We just have the ultimate license and can use all of the intellij IDEs, but you also can do everything with IDEA and some plugins. And I'm that car you still have the experience of a real IDE and not just a code editor.

[–] [email protected] -2 points 1 week ago* (last edited 1 week ago) (1 children)

Lol "real IDE". Name the actual day to day feature(s) that makes it "real". Just saying "you use a little bitch IDE, i use a real IDE" is not an argument.

[–] [email protected] 4 points 1 week ago (1 children)

Much better integrated refactoring support. Much better source code integration support. Much better integrated debugging support.

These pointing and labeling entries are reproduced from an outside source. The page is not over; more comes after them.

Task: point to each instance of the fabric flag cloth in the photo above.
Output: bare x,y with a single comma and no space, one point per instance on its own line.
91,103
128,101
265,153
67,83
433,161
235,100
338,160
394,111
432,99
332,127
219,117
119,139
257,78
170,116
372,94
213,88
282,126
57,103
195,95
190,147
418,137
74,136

Much better integrated assistive (but not ai) support.

Vscode can do many things IntelliJ can, but not all, and many of them require fiddling with plugins.

Usually, JB is also faster (if your dev machine can run it, but in my experience most devs have beefy machines).

[–] [email protected] 2 points 5 days ago

Not my experience. I've had the displeasure of having to use Rider at work, and it's much slower than VSCode, if only for boot times which are a pain in the butt for large projects. You gotta pay for that bloat and feature creep somehow.

And that's on a Xeon machine.

As for refactoring, yes, Rider has lots of options that don't work and do half the job. So much so, that I don't use them at all, because they're unreliable.

The requirement for Copilot to qualify an IDE is a bit funny. First, VSCode has some support for it, and, secondly, this is super recent, so unless IDEs didn't exist since last year, I'd say this is not core to the definition of IDE.